The difference with the USMCA is that it will not live on in perpetuity pending an active move to extend. Indeed, the USMCA will automatically expire without the active support of all three governments to extend it. The problems this creates for private sector investment and supply chain management decisions are obvious. Long-term decision-making about these issues needs a degree of certainty about the stability of the trade and investment regime that will be in place, which, under the terms of the USMCA, is simply not there.
Although the USMCA failed to build upon the trilateral scaffolding laid down by the NAFTA in 1994, and in several respects is a considerable setback, it has to be acknowledged that the outcome could have been much worse. The contemporary politics of economic integration are much more favourable to the destruction of such arrangements than their deepening. By comparison, the chaotic effort by the United Kingdom to extract itself from the European Union is much more complicated than a withdrawal from the NAFTA by the Trump administration. Indeed, the shallow level of North American integration would make such a break-up slightly less complex. Yet the politics and rhetoric surrounding Britain’s membership in the European Union and America’s participation in the NAFTA are not dissimilar, and could easily have put North America on a similar precipice about the economic and political future of the region.

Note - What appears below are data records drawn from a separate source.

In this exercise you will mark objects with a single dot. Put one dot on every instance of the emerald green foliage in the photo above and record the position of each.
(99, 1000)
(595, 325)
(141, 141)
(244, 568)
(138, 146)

The USMCA still has a number of hurdles to overcome before it can formally replace the NAFTA. Indeed, the outcome of the November 2018 US mid-term elections has cast considerable uncertainty over the legislative future of the USMCA in the United States. There is considerable potential for bipartisan agreement about the terms of the USMCA text as currently written. However, Democratic opposition to Donald Trump’s presidency, as well as the non-trade chaos seemingly swirling around the White House, may push legislative consideration of the USMCA into the next Congress and the next president (2021) to deal with.
Assuming that President Trump does not formally withdraw from the NAFTA in an effort to press consideration of the USMCA, the original NAFTA will live on and continue to polarize our discussion of what North America is and what it can become. For some, the NAFTA remains a down payment on a return to Turtle Island, and an integrated, efficient and cohesive vision of North America with fewer divisions demarcated by borders. For others, the NAFTA will remain the symbol of everything that is wrong with the global economy, trade and investment policy and the erosion of the sovereign state.
It is perhaps a useful debate about the future of North America worth having, and one the NAFTA sparked and will undoubtedly continue to fuel.
1. Public Citizen, “Global trade watch”: www.citizen.org/our-work/globalization-and-trade (accessed 14 March 2019).